Das 7. Gebot „Du sollst nicht stehlen“ kann heute nicht nur auf den Schutz materieller Güter be­schränkt werden, sondern bezieht sich auch auf immaterielle Güter: Versorgungsansprüche oder auch geistiges Gut fallen darunter. Es geht hier um die Ermöglichung der Lebenschancen des Mitmenschen, um die Wahrung der Entfaltungs­möglichkeiten des Anderen.

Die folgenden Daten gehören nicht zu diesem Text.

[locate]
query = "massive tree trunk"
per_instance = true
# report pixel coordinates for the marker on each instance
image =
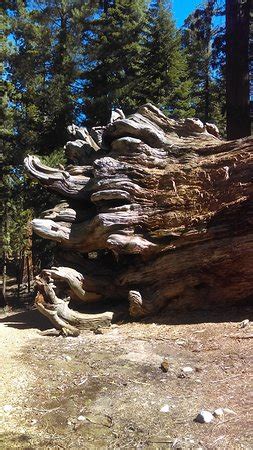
(237, 68)
(158, 212)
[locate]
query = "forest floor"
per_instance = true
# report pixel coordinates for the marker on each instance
(108, 390)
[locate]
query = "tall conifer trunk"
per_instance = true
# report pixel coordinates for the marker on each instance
(237, 68)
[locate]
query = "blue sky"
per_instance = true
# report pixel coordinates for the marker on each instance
(182, 9)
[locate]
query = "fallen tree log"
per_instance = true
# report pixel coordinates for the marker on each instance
(167, 207)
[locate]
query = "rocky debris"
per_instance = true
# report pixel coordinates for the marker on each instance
(229, 411)
(204, 417)
(187, 370)
(165, 365)
(219, 412)
(7, 408)
(245, 323)
(81, 418)
(165, 408)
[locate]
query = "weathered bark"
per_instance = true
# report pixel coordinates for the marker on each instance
(167, 208)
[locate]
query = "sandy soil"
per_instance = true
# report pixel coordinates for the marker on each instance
(107, 390)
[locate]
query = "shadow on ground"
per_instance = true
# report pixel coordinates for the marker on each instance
(25, 319)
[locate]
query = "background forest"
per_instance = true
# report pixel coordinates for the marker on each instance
(73, 61)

So kann man dieses Gebot wiederge­ben mit der Forderung: „Du sollst nicht zu deinem Vorteil auf Kosten deiner Mitmenschen leben“.

Das 8. Gebot „Du sollst nicht fal­sches Zeugnis reden wider deinen Nächsten“ bezieht sich zunächst auf die Rechtspflege. Es verpflich­tet den Israeliten zu unparteilicher und objektiver Rechtswahrung als Zeuge. Es erlegt uns Heutigen die Achtung der Rechtsstaatlichkeit und eine objektive, allein Recht und Ge­rechtigkeit verpflichtete Rechts­pflege auf. Luther hat dieses Gebot sodann in seiner Auslegung erwei­tert auf den Schutz des guten Rufes, der Ehre des Mitmenschen. Der gute Ruf, die Ehre sind soziale Güter. Wer sie verliert, wem sie ge­nommen werden, ist gesellschaftlich geächtet. Die modernen Massen­kommunikationsmittel haben bisher nicht gekannte Mittel der direkten Diffamierung und Diskriminierung Andersdenkender und Anders­lebender wie indirekter Zerstörung von Ansehen und Anerkennung durch Veröffentlichungen aus dem persönlichen Bereich bereitgesteilt und nutzen sie auch oftmals. Luther hat zwischen dem „Wissen einer Sünde“ und dem „Richten der Sünde“ nicht ohne Grund unter­schieden und gemeint, nicht jeder, der von der Sünde eines Anderen wisse habe auch das Recht, über sie öffentlich zu richten. Denn nur was öffentlich ist, dürfe man auch öffentlich richten. Das 8. Gebot ist gegenwärtig wohl eines der am wenigsten beachteten und bedach­ten Gebote, obwohl es dazu dienen will, die Gemeinschaft und die Inte­grität des Lebens zu schützen, in­dem es Lüge und Diffamierung als Gemeinschaft und Vertrauen zer­störende Verhaltensweisen kenn­zeichnet. Das Thema Politik und 8. Gebot wäre jedenfalls neue Auf­merksamkeit wert.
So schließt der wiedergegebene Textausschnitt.